During that month, single- and multifamily REMIC issuance combined accounted for $24.36 billion at Ginnie, $19.54 billion at Freddie and $13.64 billion at Fannie, bringing the total for all three agencies to more than $57 billion. Monthly totals generally run well under $50 billion.

The trend partially reflects international investor demand, which represents roughly 20% of the buyers investing in Ginnie Mae’s MBS.

“Many overseas investors seek high-quality U.S. dollar-denominated assets but may not desire the full duration and convexity exposure associated with traditional 30-year pass-through securities,” according to Ginnie Mae’s Global Markets Analysis report.

REMICs allow the cash-flows from collateral home loans to be carved up into tranches that have different maturities, rates and payment structures. 
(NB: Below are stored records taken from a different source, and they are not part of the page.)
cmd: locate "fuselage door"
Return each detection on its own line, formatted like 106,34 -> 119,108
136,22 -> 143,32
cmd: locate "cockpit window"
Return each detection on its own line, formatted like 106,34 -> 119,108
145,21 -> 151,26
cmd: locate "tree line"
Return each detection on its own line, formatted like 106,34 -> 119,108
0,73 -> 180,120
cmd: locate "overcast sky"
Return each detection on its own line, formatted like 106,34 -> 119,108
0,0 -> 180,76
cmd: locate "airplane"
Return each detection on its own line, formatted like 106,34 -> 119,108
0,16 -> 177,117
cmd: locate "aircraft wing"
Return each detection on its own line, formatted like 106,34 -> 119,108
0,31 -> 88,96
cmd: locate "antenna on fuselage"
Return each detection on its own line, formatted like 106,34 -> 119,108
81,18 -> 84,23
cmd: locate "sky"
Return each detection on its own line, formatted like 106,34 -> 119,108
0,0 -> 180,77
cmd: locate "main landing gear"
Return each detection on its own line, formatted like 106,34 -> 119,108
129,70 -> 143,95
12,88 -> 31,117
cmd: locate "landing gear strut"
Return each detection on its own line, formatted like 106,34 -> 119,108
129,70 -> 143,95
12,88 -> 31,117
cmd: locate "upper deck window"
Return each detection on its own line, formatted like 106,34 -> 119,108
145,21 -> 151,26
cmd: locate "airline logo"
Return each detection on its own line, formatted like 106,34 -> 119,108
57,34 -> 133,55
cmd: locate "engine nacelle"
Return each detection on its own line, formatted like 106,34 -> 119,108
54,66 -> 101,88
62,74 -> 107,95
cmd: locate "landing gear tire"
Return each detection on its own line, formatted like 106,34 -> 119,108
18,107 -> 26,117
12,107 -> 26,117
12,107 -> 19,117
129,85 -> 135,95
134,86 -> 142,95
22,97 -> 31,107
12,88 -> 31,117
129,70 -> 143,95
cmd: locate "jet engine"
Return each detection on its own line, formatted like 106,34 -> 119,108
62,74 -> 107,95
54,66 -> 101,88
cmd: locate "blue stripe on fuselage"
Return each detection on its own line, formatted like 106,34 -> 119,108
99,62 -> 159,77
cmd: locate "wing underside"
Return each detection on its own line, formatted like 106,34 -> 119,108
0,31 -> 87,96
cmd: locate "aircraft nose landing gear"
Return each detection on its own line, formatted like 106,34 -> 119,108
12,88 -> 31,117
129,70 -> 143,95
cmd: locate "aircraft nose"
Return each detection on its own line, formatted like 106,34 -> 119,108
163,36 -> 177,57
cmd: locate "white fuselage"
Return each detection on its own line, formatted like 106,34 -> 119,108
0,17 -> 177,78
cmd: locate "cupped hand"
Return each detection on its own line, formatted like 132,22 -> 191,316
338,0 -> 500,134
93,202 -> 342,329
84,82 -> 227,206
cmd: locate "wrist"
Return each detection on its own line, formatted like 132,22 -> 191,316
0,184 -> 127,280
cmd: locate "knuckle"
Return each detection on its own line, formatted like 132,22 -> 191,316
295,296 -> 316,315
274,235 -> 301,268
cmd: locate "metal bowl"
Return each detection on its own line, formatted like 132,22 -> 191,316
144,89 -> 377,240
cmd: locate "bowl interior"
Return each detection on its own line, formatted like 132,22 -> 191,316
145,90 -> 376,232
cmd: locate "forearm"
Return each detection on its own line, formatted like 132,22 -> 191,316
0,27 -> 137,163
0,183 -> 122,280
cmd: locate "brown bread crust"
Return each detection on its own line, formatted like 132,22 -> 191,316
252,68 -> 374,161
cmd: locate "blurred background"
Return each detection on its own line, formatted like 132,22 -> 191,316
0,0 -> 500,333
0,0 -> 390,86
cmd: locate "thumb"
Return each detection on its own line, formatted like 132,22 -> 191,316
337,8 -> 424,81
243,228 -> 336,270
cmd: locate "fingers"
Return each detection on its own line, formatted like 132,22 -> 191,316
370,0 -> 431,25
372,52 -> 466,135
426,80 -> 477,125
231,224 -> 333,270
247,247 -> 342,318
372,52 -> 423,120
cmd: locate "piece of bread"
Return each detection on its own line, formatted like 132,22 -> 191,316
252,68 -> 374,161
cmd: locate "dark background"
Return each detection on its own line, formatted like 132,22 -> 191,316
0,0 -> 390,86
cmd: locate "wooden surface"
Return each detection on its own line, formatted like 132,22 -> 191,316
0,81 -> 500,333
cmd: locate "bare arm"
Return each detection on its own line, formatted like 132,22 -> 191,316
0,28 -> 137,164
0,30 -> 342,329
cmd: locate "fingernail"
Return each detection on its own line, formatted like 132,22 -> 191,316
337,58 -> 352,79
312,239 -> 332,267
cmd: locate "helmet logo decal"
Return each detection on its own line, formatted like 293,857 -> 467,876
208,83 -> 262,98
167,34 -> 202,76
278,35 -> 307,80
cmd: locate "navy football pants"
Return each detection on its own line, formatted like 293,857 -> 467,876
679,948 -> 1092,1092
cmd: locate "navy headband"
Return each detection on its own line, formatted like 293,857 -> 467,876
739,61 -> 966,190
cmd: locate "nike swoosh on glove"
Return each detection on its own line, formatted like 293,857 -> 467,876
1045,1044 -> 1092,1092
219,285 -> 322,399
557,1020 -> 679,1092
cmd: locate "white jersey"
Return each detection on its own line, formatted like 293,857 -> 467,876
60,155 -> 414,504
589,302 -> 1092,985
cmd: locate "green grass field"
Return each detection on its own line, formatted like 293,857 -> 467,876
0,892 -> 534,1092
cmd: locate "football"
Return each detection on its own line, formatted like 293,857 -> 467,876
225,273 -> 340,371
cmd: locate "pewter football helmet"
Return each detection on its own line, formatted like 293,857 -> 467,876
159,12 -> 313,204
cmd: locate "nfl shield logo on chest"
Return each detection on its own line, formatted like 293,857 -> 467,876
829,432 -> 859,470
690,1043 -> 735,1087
This helps extend the investor base not only to investors outside the United States but more generally to a variety of buyers globally, including depository institutions, insurers and hedge funds.

Regulatory change may be a factor

One trend that could further grow REMIC interest is careful relaxation of regulatory rigor instilled following the Great Financial Crisis overseas.

Ginnie Mae securitizations already have very low risk weightings under capital rules undergoing revision in the United States, but some countries have taken a more cautious approach that’s currently under review.

Ginnie’s report points to efforts to modernize Europe’s 2016 regulatory framework for insurers, which it said, “indicates a willingness to recognize structural protections in securitizations that should improve capital requirements on agency REMICs over time.”